Ludmila Zaitseva

Personal information
- Full name: Ludmila Georgievna Zaitseva
- Born: 10 February 1956 (age 70) Voroshilov, Russia

Chess career
- Country: Russia
- Title: Woman Grandmaster (1986)
- FIDE rating: 2352 (January 2004)
- Peak rating: 2399 (January 2000)

= Ludmila Zaitseva =

Russian chess player (born 1956)

Ludmila Georgievna Zaitseva (Людмила Георгиевна Зайцева; born 10 February 1956) is a Russian chess player who holds the title Woman Grandmaster (WGM, 1986). She is a two-time winner the Russian Women's Chess Championship (1993, 1996).

==Biography==
In the 1980s, Ludmila Zaitseva was a participant of the multiple USSR Women's Chess Championship finals. Two times she won the Soviet Team Chess Championship: in 1983, with the Moscow city team, and in 1985 as a member of the Russian SFSR team. In 1987, Ludmila Zaitseva participated in the Women's World Chess Championship Interzonal Tournament in Zheleznovodsk where shared 3rd-4th place with Agnieszka Brustman. An additional match between the two chess players ended in a draw - 3:3, and thanks to better Berger score in the main tournament Brustmane entered in the 1986 Women's Candidates Tournament. In 1995, Ludmila Zaitseva second time participated in the Women's World Chess Championship Interzonal Tournament in Chișinău where shared 32nd-38th place. Ludmila Zaitseva two times won Russian Women's Chess Championship: in 1993, and in 1996. In 1996, she won Ludmila Rudenko memorial chess tournament in Saint Petersburg. In 1998, Ludmila Zaitseva reached the Russian Women's Chess Cup semi-final in which she lost Svetlana Prudnikova, and also she lost Alisa Galliamova in the match for the 3rd place. In 2003, Ludmila Zaitseva shared first place in the Women's Chess tournament dedicated to the 300th anniversary of the foundation of St. Petersburg.

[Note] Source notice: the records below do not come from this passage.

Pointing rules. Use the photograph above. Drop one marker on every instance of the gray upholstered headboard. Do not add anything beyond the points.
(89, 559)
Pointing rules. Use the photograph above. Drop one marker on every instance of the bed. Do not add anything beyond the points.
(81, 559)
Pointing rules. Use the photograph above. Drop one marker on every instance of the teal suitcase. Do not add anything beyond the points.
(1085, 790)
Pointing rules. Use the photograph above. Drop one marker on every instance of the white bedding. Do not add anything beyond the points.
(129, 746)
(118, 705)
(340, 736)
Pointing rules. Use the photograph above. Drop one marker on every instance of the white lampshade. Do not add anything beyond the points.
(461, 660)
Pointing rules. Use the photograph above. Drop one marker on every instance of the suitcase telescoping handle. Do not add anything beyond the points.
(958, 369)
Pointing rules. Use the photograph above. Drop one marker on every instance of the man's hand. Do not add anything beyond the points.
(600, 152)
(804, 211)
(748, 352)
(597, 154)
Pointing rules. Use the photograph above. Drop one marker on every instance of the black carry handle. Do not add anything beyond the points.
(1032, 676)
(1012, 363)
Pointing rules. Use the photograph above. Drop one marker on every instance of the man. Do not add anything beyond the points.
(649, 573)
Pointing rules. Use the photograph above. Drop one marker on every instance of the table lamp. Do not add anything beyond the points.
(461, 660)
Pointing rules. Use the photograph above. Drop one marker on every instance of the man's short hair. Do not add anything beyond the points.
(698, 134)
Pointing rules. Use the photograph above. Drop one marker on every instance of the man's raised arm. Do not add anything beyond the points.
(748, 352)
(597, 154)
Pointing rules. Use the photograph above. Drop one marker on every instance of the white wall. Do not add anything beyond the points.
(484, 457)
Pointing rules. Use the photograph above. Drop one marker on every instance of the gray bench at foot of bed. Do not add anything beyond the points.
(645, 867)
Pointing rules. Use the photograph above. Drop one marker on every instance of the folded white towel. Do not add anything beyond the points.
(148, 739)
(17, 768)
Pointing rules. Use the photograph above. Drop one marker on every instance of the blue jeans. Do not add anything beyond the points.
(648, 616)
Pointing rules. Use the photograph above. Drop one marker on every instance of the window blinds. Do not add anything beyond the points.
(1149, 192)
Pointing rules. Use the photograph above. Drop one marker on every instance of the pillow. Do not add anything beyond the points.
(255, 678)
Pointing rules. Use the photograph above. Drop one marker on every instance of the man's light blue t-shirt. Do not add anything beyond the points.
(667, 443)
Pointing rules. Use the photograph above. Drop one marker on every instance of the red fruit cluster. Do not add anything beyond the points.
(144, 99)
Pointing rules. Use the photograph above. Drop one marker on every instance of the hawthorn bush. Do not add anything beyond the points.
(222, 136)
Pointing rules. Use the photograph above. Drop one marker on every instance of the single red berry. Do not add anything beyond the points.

Ludmila Zaitseva played for Russia in the Women's Chess Olympiads:
- In 1994, at second board in the 31st Chess Olympiad (women) in Moscow (+4, =2, -3),
- In 1996, at first reserve board in the 32nd Chess Olympiad (women) in Yerevan (+3, =2, -1) and won team bronze medal.

Ludmila Zaitseva played for Russia in the European Team Chess Championship:
- In 1992, at first reserve board in the 1st European Team Chess Championship (women) in Debrecen (+3, =2, -2).

In 1982, she was awarded the FIDE Woman International Master (WIM) title and received the FIDE Woman Grandmaster (WGM) title four years later.